Roundup: A cynicism prescription

We’re still talking Trudeau’s trip to Washington? Of course we are. Today some of it was a bit more oblique, but during his video town hall with Huffington Post, Trudeau was repeatedly asked about Donald Trump, and most of it he tried to avoid answering, talking about how lovely Cape Breton is (context: it’s become a kind of joke about how Americans fleeing Trump would move there), but he did offer that Trump would likely tone down his rhetoric should he win the nomination and start running for the general election instead. He did offer a few other, broader comments on what he’s witnessed in the American election cycle, about the cynicism that is on full display, and how it may need broad-based campaign finance reform like we saw here in Canada in the late nineties, and again after Harper came to power in 2006, where we got big money out of our politics. He’s got a point, but one suspects that there is more than just campaign finance laws that are broken in American politics.
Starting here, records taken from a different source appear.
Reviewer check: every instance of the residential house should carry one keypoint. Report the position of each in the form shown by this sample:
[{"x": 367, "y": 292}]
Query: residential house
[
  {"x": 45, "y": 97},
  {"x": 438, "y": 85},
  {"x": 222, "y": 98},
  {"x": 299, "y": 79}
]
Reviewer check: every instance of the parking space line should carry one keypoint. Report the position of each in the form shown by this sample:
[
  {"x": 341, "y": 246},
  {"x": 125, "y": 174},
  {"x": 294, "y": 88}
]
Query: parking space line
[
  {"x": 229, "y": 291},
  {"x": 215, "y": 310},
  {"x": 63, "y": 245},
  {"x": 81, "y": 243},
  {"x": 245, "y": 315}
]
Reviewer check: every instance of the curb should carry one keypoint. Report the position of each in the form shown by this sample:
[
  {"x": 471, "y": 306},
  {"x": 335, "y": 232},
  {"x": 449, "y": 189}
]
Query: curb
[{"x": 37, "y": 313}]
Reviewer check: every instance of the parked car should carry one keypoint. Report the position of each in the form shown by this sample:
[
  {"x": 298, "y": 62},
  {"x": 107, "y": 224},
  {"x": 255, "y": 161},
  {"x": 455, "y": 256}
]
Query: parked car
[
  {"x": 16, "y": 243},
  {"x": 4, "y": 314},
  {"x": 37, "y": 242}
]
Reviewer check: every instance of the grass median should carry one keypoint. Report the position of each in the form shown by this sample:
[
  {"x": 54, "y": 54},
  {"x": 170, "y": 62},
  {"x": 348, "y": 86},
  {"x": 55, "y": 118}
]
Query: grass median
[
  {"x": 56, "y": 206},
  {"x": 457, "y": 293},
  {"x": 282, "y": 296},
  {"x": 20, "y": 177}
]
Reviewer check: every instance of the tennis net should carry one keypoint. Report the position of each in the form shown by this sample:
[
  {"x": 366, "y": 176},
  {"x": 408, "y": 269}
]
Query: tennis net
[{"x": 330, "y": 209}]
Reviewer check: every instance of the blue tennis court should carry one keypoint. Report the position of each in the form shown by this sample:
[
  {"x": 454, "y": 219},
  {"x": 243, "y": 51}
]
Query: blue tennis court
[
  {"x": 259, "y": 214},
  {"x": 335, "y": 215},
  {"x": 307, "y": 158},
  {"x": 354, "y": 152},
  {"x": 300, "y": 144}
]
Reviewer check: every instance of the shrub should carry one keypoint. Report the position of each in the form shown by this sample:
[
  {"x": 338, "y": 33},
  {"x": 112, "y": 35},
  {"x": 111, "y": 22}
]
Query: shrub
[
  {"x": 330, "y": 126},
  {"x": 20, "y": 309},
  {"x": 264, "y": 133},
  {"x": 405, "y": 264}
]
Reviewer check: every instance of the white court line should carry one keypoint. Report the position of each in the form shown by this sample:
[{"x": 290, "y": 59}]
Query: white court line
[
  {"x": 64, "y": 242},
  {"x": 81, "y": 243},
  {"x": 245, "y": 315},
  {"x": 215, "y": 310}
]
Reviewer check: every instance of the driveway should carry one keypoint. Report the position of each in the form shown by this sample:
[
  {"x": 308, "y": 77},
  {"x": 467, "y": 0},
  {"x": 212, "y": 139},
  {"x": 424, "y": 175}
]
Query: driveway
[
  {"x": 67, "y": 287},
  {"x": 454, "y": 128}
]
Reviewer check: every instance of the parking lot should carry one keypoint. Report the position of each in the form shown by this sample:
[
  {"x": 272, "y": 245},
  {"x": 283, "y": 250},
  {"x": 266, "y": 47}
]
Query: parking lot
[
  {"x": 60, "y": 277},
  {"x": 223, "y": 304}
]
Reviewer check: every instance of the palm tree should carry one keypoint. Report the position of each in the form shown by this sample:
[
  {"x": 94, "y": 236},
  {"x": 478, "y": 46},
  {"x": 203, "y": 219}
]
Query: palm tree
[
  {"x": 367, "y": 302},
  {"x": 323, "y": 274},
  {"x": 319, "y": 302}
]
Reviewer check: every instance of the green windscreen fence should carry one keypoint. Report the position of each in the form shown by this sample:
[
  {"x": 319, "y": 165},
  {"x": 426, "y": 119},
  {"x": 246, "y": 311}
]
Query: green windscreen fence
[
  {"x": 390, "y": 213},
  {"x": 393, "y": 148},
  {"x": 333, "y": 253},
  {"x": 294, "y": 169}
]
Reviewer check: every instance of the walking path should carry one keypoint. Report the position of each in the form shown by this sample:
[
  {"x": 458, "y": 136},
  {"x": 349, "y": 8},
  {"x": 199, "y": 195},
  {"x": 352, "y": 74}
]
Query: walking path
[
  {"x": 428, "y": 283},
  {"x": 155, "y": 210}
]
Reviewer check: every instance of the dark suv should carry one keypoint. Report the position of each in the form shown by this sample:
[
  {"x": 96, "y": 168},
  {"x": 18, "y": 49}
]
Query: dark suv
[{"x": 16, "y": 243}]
As for the big state dinner, Stéphane Dion said that it will help showcase that environment and the economy can exist together, as evident by some of the choices (like Catherine McKenna’s apparently inclusion). Meanwhile, it looks like we can probably expect an announcement on protecting the environment in the Arctic, as well as some overdue progress on thinning the border.

Good reads:

  • The government has announced that they will fund reproductive health services as part of maternal and child health goals – but still won’t fund abortions.
  • The Chief of Defence Staff said there’s little point in buying new drones if we don’t also give them the capability to strike.
  • CSIS said that they’ve used their new powers of disruption almost two dozen times since they came into being.
  • Small business groups complain that if small business taxes aren’t cut at the same rate the Conservatives promised, it’ll be an unexpected tax hike. (No, really).
  • Some of our firms may be shut out of supplying new warships components, but that likely would be made up for by regional industrial benefits clauses.
  • Kady O’Malley delves into the Conservatives’ election expenses, now that they’re public.
  • Stephen Gordon wonders if our monetary policy and inflation targeting by the Bank of Canada is up to the current economic challenges.

Odds and ends:

Maclean’s dug into their archives to find the explanation of how Kim Cattrall ended up on that date with Pierre Trudeau in the first place.